China’s top financial authorities have outlined the use of a range of monetary policy tools including further cuts to the reserve ratio for banks to help drive the country’s rural village revitalisation efforts.
A slew of China’s top financial authorities recently convened the “Teleconference on Financial Support for the Consolidation and Expansion of Poverty Alleviation Results and Comprehensively Driving Rural Village Revitalisation” (金融支持巩固拓展脱贫攻坚成果 全面推进乡村振兴电视电话会议), according to an official statement made by the People’s Bank of China (PBOC) on 26 August.
Participating authorities included PBOC, the Ministry of Finance, the China Banking and Insurance Regulatory Commission (CBIRC), the China Securities Regulatory Commission (CSRC) and the Ministry of Agriculture and Rural Affairs (MOA).

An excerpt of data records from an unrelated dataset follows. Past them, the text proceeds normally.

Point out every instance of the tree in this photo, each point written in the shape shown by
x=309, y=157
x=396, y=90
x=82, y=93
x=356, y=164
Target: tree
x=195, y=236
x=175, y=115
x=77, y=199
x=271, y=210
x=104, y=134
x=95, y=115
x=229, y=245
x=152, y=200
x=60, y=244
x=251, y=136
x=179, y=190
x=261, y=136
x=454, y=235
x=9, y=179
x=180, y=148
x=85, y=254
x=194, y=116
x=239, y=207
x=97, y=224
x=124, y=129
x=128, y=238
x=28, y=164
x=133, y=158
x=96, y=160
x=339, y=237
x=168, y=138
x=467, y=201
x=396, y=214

The meeting called for “using re-loans and re-discounts, the deposit reserve ratio and other monetary policy tools to provide funding support to financial institutions servicing rural village revitalisation.”
The meeting also called for making efforts by financial institutions to service the Chinese central government’s rural village revitalisation campaign a part of performance assessments.
Domestic analysts say that the measures outlined flag the possibility of further targeted reserve ratio cuts for financial institutions that specialise in servicing rural areas, including those at the county level.
According to the meeting China’s ongoing poverty alleviation campaign had seen the targeted provision of 9.2 trillion yuan in targeted poverty alleviation loans to support disadvantaged borrowers on 90 million occasions.